Le Parlement s’efforce d’accélérer l’expulsion des détenus étrangers en leur permettant de purger le reste de leur peine de prison dans leur pays d’origine.
Il a déclaré que cette décision pourrait réduire la surpopulation dans les prisons sud-africaines et permettre d’économiser des milliards de rands.
Les comités de paix et de sécurité ont appelé à une coopération plus étroite entre les départements des services correctionnels, des affaires intérieures et des relations internationales pour identifier les délinquants éligibles et étendre les accords de transfert de prisonniers au-delà du Botswana.
La présidente du Comité du portefeuille des services correctionnels, Kgomotso Anthea Ramolobeng, a déclaré que la proposition ne permettrait pas aux criminels reconnus coupables d’échapper à leur punition.
« Ils ne sont pas libres. Ils doivent être envoyés dans les prisons des pays auxquels ils appartiennent et y purger leur peine. »
Boleng a déclaré que l’Afrique du Sud avait déjà un accord de transfert de prisonniers avec le Botswana, mais que celui-ci n’a pas pu être mis en œuvre car la loi sur les services correctionnels exige actuellement que les délinquants purgent la totalité de leur peine dans les prisons sud-africaines.
« C’est pourquoi nous réclamons des amendements à la Loi sur les services correctionnels. »

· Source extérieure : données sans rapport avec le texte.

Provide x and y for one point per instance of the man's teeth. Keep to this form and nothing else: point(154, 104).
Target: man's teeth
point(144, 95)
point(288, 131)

Les ressortissants étrangers représentent environ 8,4 % de la surpopulation carcérale, et le Département des services correctionnels a indiqué qu’il dépense environ 11 milliards de rands par an pour loger les détenus étrangers.
« Ces 11 milliards de rands peuvent être alloués à autre chose qui doit être fait », déclare Boleng.
Elle a ajouté que les accords devraient être négociés pays par pays avant que des transferts puissent avoir lieu.
« Nous avons besoin de mémorandums d’accord ou d’entente avec d’autres pays. Cela nécessite une collaboration entre les services correctionnels, les affaires intérieures et les relations internationales. »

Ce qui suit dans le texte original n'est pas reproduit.